Citigroup marked up the asset value of its residential mortgage servicing rights by 15% in the fourth quarter to $6.5 billion, even though the dollar volume of its portfolio of housing receivables is declining.
The mark-up in MSR value is mentioned in a new Securities and Exchange Commission (SEC) filing accompanying its fourth quarter results, which were released Tuesday morning.
The bank's CitiMortgage affiliate services roughly $740 billion in home mortgages compared to $809 billion at year-end 2008. (At Dec. 31, 2008 it valued its residential MSRs at $5.66 billion.)
The mega-bank — which is experiencing major declines in residential production — reported total company-wide credit losses of $7.1 billion in the fourth quarter.

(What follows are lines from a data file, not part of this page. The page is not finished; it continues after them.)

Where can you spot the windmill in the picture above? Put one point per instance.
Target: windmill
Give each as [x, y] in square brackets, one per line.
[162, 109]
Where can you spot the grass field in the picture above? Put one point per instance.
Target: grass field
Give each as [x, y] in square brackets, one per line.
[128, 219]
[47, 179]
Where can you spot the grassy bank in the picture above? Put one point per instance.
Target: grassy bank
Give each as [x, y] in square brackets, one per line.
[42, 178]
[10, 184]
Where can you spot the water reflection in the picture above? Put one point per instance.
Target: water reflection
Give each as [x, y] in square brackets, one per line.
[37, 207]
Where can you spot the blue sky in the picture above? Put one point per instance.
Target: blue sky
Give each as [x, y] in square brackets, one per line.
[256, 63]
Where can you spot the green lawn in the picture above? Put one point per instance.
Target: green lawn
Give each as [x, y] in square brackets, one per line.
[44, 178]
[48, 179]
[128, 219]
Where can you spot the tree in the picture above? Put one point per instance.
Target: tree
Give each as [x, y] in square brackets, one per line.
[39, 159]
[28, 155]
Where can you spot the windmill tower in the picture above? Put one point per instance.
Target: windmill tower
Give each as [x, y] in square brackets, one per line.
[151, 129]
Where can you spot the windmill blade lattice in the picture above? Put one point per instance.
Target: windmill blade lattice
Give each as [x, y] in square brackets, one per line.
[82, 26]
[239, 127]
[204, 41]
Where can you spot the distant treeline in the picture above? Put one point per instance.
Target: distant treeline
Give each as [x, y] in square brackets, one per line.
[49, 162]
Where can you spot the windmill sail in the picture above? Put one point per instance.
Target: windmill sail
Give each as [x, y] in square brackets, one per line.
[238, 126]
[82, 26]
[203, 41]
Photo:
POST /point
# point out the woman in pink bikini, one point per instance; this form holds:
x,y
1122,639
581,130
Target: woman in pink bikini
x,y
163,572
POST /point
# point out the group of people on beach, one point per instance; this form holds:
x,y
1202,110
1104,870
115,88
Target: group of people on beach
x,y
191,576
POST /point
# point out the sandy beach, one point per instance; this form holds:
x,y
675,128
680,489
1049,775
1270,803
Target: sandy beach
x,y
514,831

It took a $2.1 billion net credit loss on its $177.2 billion North American residential loan portfolio, a 7% drop from the previous quarter.
Citi said the decline reflected lower losses on second mortgages and an increase of distressed borrowers that have been placed in payment trials for a possible loan modification.
"Increasing volumes of trial modifications under the Home Affordable Modification Program contributed to the sequential decline in losses; the loan loss reserve was increased to offset this impact," Citi said in a summary of its quarterly earnings.
Overall, 8.3% of its U.S. residential portfolio is 90 days or more past due, an increase of 114 basis points from the third quarter.